I looked into buying an 8 way (16 core) opteron system for CFD simulation. When we looked into the systems performance (we looked at systems from a few vendors - I will not go into details for obvious reasons) we noted that the scalability of the system was *less than we had hoped for*. It appears that the 8 processors cannot talk directly to each other - data passed between 2 processors may have to pass through a third processor en route - this creates bandwidth problems and bottlenecks resulting in poor performance.

I discussed scalability with other 8-way system owners and they noted that stability also was an issue - I understand that changing compler flags and linux kernal settings can help but, as I decided not to buy the system, I don't have the details.

Sorry this isn't much help...

Tim.

Tim,

Do you recall if the same-motherboard scalability was worse than going through a network? That's what's happening in our case.

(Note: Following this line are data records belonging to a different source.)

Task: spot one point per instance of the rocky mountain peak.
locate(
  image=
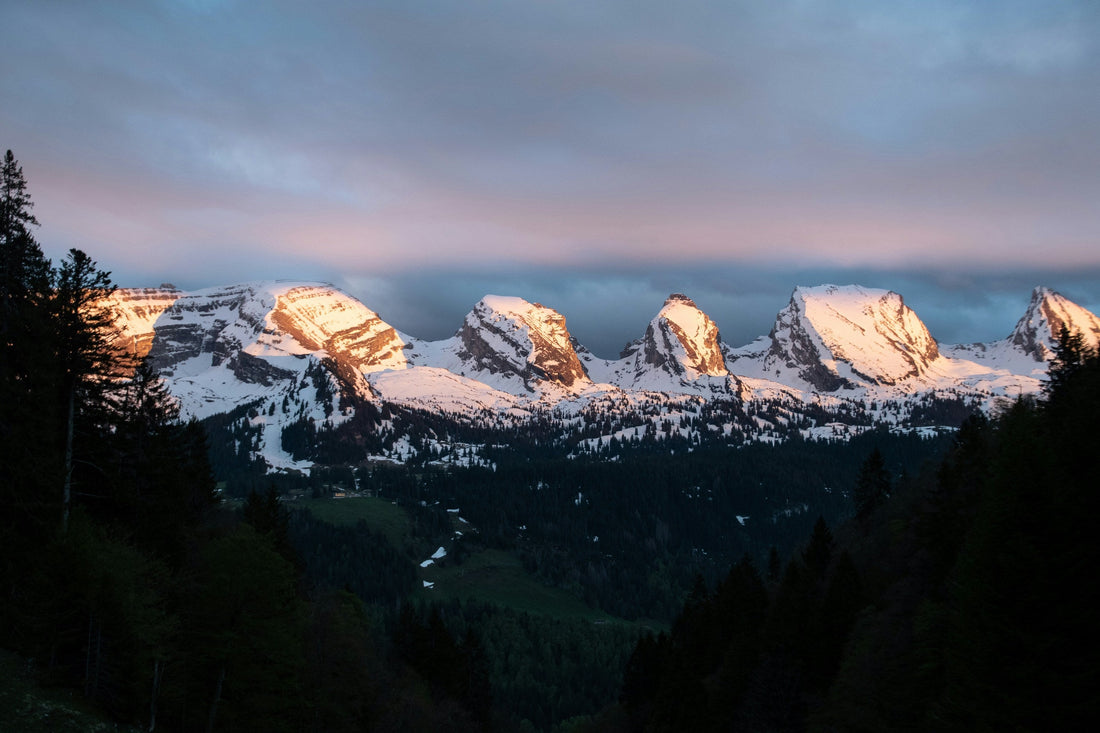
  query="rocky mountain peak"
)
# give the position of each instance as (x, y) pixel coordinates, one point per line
(836, 336)
(1036, 334)
(509, 336)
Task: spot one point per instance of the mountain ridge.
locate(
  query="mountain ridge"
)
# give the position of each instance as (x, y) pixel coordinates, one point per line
(833, 351)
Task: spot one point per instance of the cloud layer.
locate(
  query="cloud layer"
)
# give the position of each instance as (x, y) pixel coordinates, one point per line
(585, 149)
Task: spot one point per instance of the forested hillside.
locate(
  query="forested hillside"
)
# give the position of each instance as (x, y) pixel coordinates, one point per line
(154, 570)
(958, 603)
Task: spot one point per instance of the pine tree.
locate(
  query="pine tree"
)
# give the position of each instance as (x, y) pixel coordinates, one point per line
(872, 485)
(85, 358)
(28, 417)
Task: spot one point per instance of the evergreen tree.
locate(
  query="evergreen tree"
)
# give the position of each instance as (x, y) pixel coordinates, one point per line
(872, 485)
(85, 358)
(28, 411)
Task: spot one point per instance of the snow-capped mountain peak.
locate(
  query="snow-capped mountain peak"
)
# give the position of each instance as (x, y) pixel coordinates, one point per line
(1036, 334)
(681, 340)
(835, 336)
(519, 340)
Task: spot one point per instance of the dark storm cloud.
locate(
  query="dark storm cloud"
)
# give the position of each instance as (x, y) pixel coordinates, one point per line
(606, 306)
(594, 156)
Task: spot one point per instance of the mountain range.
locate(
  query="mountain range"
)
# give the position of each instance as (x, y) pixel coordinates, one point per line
(838, 359)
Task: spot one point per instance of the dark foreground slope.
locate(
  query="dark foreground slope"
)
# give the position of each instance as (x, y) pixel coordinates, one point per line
(960, 603)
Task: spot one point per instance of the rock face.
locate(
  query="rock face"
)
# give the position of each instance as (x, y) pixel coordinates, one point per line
(242, 323)
(1036, 334)
(135, 312)
(510, 337)
(681, 341)
(322, 318)
(834, 336)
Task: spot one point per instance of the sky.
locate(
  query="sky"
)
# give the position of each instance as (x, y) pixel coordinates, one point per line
(593, 156)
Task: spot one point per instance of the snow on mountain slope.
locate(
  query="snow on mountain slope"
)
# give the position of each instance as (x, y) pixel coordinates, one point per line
(832, 337)
(223, 347)
(680, 351)
(856, 356)
(135, 312)
(510, 345)
(681, 340)
(1031, 346)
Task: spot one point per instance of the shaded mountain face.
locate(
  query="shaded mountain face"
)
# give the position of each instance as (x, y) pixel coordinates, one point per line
(509, 336)
(288, 349)
(681, 341)
(833, 337)
(136, 309)
(1036, 334)
(239, 325)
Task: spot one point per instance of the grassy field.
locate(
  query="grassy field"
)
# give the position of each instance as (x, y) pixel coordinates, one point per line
(28, 708)
(498, 577)
(488, 575)
(380, 514)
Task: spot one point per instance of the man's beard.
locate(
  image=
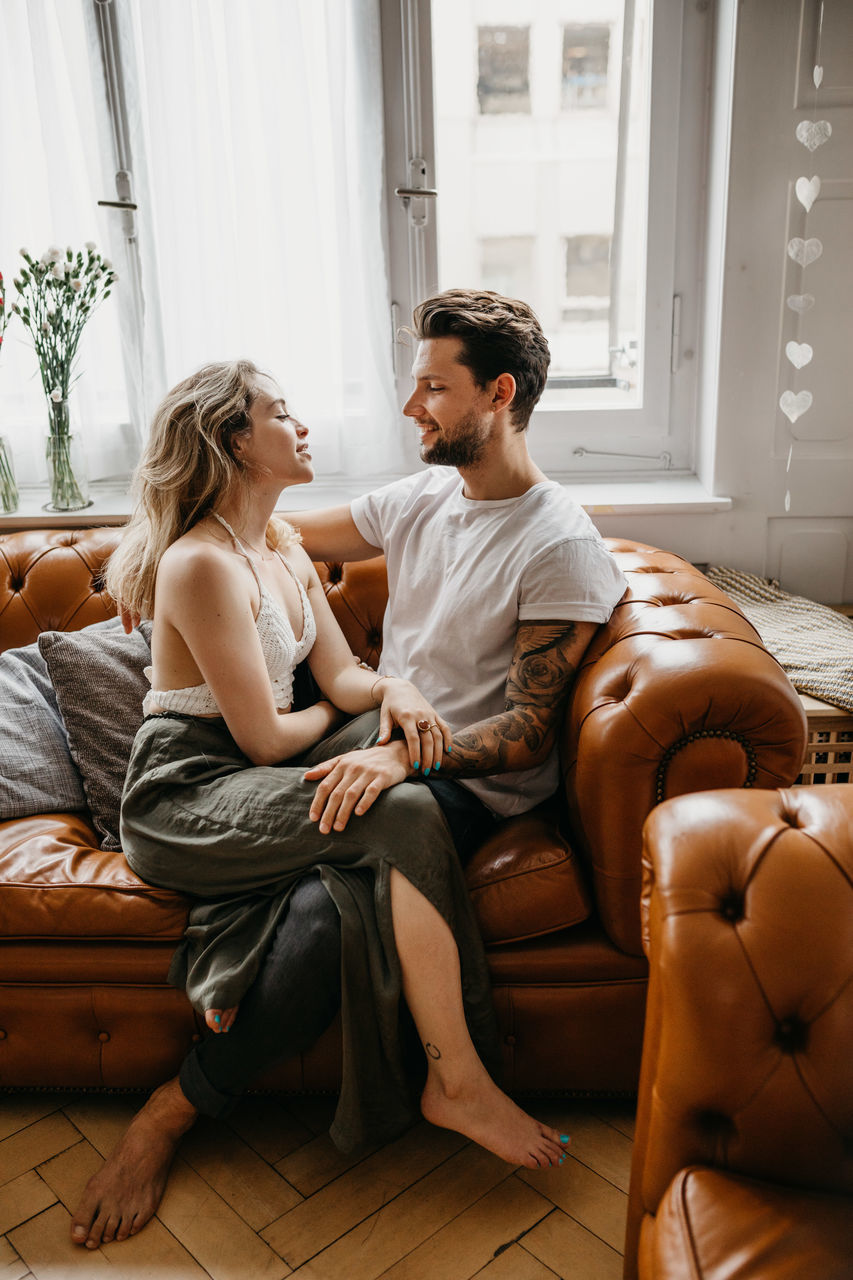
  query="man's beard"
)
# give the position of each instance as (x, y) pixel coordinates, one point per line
(464, 449)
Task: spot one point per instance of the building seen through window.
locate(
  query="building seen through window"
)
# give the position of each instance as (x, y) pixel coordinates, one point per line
(587, 278)
(503, 65)
(542, 168)
(584, 67)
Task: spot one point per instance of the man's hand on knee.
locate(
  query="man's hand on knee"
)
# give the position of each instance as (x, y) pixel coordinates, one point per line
(351, 782)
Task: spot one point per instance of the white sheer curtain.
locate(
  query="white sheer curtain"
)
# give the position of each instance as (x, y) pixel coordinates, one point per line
(260, 129)
(256, 151)
(50, 179)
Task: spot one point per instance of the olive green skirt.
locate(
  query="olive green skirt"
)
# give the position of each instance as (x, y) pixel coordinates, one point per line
(199, 818)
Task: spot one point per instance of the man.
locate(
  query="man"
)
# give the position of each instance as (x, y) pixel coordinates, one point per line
(497, 583)
(497, 579)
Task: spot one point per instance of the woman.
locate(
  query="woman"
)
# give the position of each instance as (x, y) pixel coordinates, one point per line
(210, 810)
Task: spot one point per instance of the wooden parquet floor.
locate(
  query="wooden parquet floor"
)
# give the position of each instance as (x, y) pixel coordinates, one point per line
(267, 1196)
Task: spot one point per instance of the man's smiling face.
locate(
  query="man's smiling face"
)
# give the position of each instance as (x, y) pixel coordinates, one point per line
(451, 411)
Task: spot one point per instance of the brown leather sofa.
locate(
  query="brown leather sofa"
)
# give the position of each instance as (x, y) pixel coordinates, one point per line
(743, 1156)
(676, 694)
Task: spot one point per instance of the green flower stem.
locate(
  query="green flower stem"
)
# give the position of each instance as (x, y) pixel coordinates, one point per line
(65, 493)
(8, 487)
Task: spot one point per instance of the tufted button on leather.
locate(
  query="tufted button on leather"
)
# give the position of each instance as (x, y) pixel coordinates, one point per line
(731, 906)
(715, 1124)
(792, 1034)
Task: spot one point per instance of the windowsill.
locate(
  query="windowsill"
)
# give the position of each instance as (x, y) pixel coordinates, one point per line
(660, 496)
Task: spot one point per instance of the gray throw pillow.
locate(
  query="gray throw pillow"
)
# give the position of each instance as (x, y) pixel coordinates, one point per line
(37, 773)
(99, 684)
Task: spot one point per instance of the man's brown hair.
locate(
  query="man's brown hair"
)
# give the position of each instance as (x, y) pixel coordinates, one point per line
(498, 336)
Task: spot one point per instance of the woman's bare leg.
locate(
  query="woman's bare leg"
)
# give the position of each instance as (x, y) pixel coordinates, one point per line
(460, 1093)
(122, 1196)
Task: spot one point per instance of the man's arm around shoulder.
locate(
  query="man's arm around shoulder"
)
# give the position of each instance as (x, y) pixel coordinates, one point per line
(332, 535)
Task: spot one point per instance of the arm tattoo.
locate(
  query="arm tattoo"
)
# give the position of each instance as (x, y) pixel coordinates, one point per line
(541, 673)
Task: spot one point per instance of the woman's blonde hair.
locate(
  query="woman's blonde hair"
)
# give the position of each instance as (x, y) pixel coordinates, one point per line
(187, 467)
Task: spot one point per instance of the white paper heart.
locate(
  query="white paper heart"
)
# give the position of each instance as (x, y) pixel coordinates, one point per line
(804, 251)
(813, 133)
(807, 191)
(794, 406)
(799, 353)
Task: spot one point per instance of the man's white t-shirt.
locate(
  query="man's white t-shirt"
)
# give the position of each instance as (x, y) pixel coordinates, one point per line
(463, 575)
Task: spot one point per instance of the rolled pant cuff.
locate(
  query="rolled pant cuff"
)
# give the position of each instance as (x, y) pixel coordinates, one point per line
(200, 1092)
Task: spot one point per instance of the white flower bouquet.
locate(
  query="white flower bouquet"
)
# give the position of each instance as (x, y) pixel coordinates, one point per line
(56, 295)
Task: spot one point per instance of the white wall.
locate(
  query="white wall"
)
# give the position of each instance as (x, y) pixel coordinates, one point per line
(808, 547)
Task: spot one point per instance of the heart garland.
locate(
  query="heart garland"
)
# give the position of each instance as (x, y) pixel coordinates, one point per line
(813, 133)
(807, 191)
(804, 251)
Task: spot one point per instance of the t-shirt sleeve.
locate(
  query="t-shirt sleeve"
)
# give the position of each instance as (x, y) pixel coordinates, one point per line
(374, 512)
(576, 579)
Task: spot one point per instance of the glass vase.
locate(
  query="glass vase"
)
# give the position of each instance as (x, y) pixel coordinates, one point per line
(8, 487)
(67, 474)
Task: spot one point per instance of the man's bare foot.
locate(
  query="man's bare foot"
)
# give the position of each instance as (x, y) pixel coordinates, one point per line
(122, 1197)
(220, 1019)
(486, 1114)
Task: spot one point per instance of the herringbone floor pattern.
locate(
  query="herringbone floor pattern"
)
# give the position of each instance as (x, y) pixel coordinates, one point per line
(267, 1196)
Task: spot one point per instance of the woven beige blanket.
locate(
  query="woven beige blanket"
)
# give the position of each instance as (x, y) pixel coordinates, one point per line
(812, 641)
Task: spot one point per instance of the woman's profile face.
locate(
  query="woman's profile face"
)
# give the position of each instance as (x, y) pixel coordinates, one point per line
(276, 446)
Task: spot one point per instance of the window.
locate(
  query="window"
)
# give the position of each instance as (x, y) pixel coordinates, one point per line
(584, 67)
(249, 137)
(506, 264)
(503, 80)
(588, 202)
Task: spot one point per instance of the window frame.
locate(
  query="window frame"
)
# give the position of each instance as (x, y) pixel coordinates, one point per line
(582, 440)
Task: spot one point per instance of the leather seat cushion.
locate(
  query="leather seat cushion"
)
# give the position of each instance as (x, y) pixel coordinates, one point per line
(58, 885)
(712, 1225)
(525, 881)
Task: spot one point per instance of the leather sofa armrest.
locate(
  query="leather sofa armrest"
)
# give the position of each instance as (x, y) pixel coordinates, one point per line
(748, 905)
(675, 694)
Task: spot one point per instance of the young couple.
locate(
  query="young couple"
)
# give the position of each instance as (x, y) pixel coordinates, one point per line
(323, 840)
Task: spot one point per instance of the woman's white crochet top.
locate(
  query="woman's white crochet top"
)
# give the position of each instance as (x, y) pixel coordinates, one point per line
(282, 650)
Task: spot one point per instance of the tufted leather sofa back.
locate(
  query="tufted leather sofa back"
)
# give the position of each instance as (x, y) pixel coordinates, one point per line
(676, 693)
(748, 1051)
(51, 580)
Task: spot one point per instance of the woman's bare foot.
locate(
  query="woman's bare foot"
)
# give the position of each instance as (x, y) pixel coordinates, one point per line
(220, 1019)
(482, 1111)
(122, 1197)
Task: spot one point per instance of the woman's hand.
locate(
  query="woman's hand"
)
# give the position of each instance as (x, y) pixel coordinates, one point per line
(352, 781)
(428, 736)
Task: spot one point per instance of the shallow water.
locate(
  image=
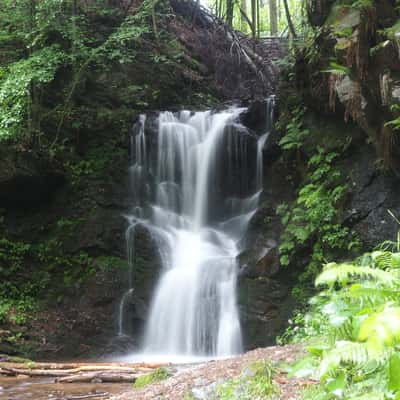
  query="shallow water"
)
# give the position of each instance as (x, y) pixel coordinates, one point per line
(45, 389)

With the dauterboard detached, all 4 remaining nodes (8 cores) have a direct hyperlink connection to one another and I don't think we are suffering from data having to go through additional processors. There's a utility call "numastat" and one of the things it will tell you is how often memory is requested from a particular node and not found there (causing it to go to another node for the memory) and that actually looks pretty good -- only around 1/1000 times if I remember correctly. So it's almost always either finding memory on the local node or "1 hoping" to another node.

Trying to use the daughterboard (with its additional 4 nodes) is a big problem with what you mentioned before -- one node NM on the motherboard has a link to one node ND on the daughterboard so that, when a given node on the motherboard wants data it may need to go through NM, then to ND, then to the the desired node on the daughterboard.